Roedelius’s early life saw periods as a child filmstar, forced membership of the Hitler Youth, desertion, escape from East Germany, destitution and imprisonment by the Stasi – all before his musical career began in Kluster with Moebius and Conrad Schnitzler, the latter a radical student of Joseph Beuys. On Schnitzler’s departure the remaining duo renamed themselves Cluster and replaced their lengthy, noisy improvisations with short, melodic pieces on classic albums such as Zuckerzeit and Sowieso. These long predated the electropop of the early 1980s and the tidal wave of electronica beginning at the end of that decade. They also attracted the attention of Brian Eno who visited and recorded with them at their retreat in rural Germany.

At the end of the 1970s Roedelius moved with his family to another part of the country and began a prolific solo recording career which has seen numerous subsequent releases. Arguably Roedelius’s music is not concerned with sound or rhythm per se. Listeners may best be advised to ignore the preset sounds and attend to the structures, resonances and melodies or perhaps the conjuction of all the aforementioned elements in order to appreciate the achievements of this composer.

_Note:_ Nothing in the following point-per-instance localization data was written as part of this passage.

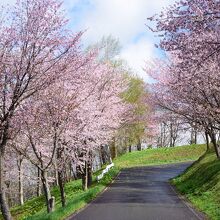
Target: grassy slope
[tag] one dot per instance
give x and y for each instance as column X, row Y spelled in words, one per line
column 160, row 156
column 201, row 184
column 76, row 198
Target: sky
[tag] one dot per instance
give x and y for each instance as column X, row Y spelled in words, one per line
column 123, row 19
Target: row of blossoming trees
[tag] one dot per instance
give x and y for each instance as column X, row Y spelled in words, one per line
column 187, row 84
column 58, row 104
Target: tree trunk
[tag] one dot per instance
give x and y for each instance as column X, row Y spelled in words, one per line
column 49, row 199
column 20, row 181
column 195, row 136
column 38, row 182
column 207, row 140
column 139, row 145
column 56, row 173
column 89, row 174
column 4, row 206
column 85, row 178
column 61, row 186
column 213, row 139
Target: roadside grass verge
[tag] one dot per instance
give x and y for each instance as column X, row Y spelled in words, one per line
column 76, row 198
column 35, row 209
column 200, row 183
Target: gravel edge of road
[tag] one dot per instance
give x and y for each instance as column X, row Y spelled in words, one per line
column 200, row 215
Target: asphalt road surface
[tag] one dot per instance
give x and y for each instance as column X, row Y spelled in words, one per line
column 138, row 194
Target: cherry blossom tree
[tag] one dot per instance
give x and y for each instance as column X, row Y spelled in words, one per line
column 35, row 47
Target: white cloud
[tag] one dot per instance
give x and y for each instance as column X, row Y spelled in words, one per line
column 124, row 19
column 136, row 54
column 121, row 18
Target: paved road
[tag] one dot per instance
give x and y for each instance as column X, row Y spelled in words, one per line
column 141, row 193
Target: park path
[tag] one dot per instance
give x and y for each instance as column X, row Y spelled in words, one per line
column 141, row 193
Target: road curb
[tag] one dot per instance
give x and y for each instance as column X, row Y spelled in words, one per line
column 98, row 195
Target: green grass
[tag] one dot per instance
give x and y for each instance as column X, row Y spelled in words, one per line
column 160, row 156
column 201, row 185
column 35, row 209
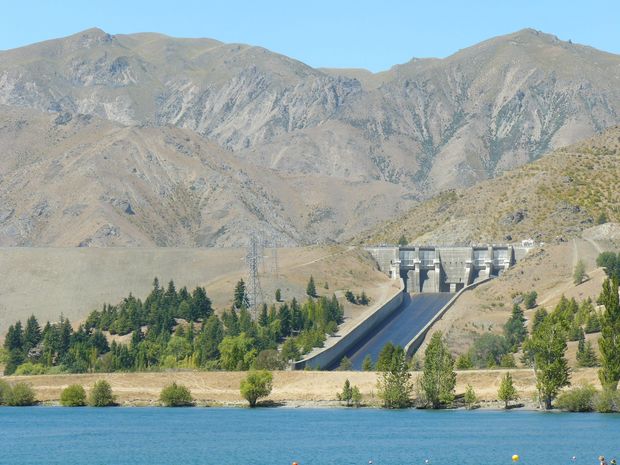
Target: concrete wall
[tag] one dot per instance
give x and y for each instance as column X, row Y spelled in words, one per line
column 444, row 269
column 384, row 256
column 417, row 340
column 334, row 351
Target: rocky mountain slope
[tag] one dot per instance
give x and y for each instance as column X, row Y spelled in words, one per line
column 310, row 155
column 552, row 199
column 69, row 181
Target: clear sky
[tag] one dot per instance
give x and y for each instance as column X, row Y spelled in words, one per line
column 348, row 34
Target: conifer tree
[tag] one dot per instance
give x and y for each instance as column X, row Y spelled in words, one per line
column 311, row 288
column 507, row 391
column 438, row 378
column 609, row 342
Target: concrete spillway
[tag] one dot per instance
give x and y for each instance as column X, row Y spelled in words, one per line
column 399, row 328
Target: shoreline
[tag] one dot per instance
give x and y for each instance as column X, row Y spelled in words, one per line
column 291, row 389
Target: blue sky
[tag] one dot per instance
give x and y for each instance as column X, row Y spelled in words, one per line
column 373, row 35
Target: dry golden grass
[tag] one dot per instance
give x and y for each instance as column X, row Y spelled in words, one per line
column 290, row 387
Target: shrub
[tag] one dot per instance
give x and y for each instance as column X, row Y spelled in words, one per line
column 530, row 299
column 101, row 395
column 21, row 395
column 507, row 391
column 367, row 364
column 5, row 392
column 607, row 401
column 578, row 399
column 256, row 384
column 176, row 395
column 73, row 396
column 345, row 364
column 470, row 397
column 30, row 368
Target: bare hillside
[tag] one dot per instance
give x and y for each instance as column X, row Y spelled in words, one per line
column 83, row 181
column 48, row 282
column 303, row 155
column 551, row 199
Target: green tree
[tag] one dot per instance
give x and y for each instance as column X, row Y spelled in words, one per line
column 21, row 395
column 346, row 394
column 257, row 384
column 311, row 288
column 507, row 391
column 611, row 263
column 586, row 356
column 578, row 399
column 240, row 297
column 602, row 218
column 508, row 361
column 5, row 392
column 73, row 396
column 176, row 395
column 539, row 316
column 609, row 342
column 463, row 362
column 514, row 329
column 394, row 384
column 101, row 394
column 290, row 351
column 385, row 357
column 237, row 352
column 32, row 334
column 356, row 396
column 546, row 352
column 438, row 378
column 579, row 273
column 470, row 397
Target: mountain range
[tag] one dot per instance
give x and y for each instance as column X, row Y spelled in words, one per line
column 145, row 139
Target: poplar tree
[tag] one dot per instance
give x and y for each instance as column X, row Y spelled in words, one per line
column 438, row 378
column 311, row 288
column 507, row 391
column 546, row 350
column 609, row 342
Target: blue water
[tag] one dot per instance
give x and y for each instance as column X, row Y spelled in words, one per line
column 136, row 436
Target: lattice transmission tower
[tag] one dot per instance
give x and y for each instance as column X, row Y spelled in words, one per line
column 253, row 260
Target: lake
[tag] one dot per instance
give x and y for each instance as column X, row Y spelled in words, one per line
column 136, row 436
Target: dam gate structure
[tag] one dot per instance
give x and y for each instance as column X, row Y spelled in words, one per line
column 426, row 269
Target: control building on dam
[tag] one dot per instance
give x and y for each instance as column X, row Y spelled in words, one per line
column 444, row 269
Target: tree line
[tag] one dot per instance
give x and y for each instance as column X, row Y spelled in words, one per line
column 173, row 329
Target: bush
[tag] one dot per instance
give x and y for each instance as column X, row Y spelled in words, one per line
column 5, row 392
column 176, row 395
column 73, row 396
column 578, row 399
column 345, row 364
column 101, row 395
column 21, row 395
column 470, row 398
column 607, row 401
column 256, row 384
column 30, row 368
column 529, row 299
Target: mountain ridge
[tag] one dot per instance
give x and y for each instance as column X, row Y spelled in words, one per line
column 380, row 142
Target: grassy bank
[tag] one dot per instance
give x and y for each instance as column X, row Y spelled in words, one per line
column 308, row 388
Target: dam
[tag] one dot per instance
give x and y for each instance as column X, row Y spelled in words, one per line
column 433, row 269
column 430, row 280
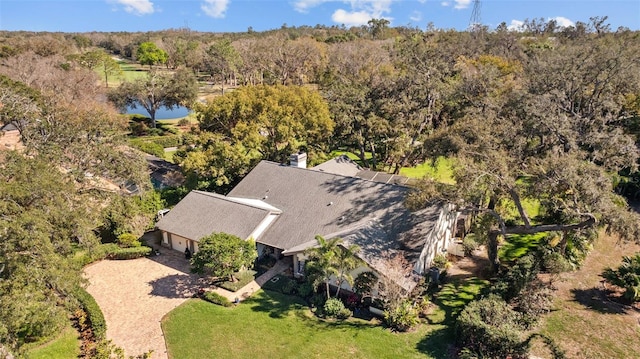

Stephen Iliffe’s ‘Painting With Sound – The Life and Music of Hans-Joachim Roedelius’ acts as an invaluable guidebook to the man’s life and music. It’s attractively designed with a wealth of photographs, a short introduction by Brian Eno and a brief review and rating of every Roedelius album recorded. Iliffe happily pulls no punches when pointing out work which he considers substandard. The book does have some idiosyncrasies though. For example, the text is interspersed with admiring quotes by a number of none too famous people, and the author condemns the ease with which mp3s can be downloaded while dismissing the opportunities to increase awareness of his subject’s work which these present. There’s also too little information about Roedelius’s collaborators, in particular Dieter Moebius, and an index would have been useful. However these are minor quibbles because this biography presents a very welcome and, without doubt, long overdue introduction to an undersung hero of contemporary music.

The two cd compilation ‘Roedelius 1970-2000’ issued by Austrian label Plag Dich Nicht contains 31 tracks which span Roedelius’s career. The tracks are arranged chronologically and act as an excellent accompaniment to Iliffe’s book by providing an invaluable overview of Roedelius’s oeuvre. It’s an unfortunate fact that much of Roedelius’s work is long out of print and difficult to get hold of which makes this anthology all the more attractive.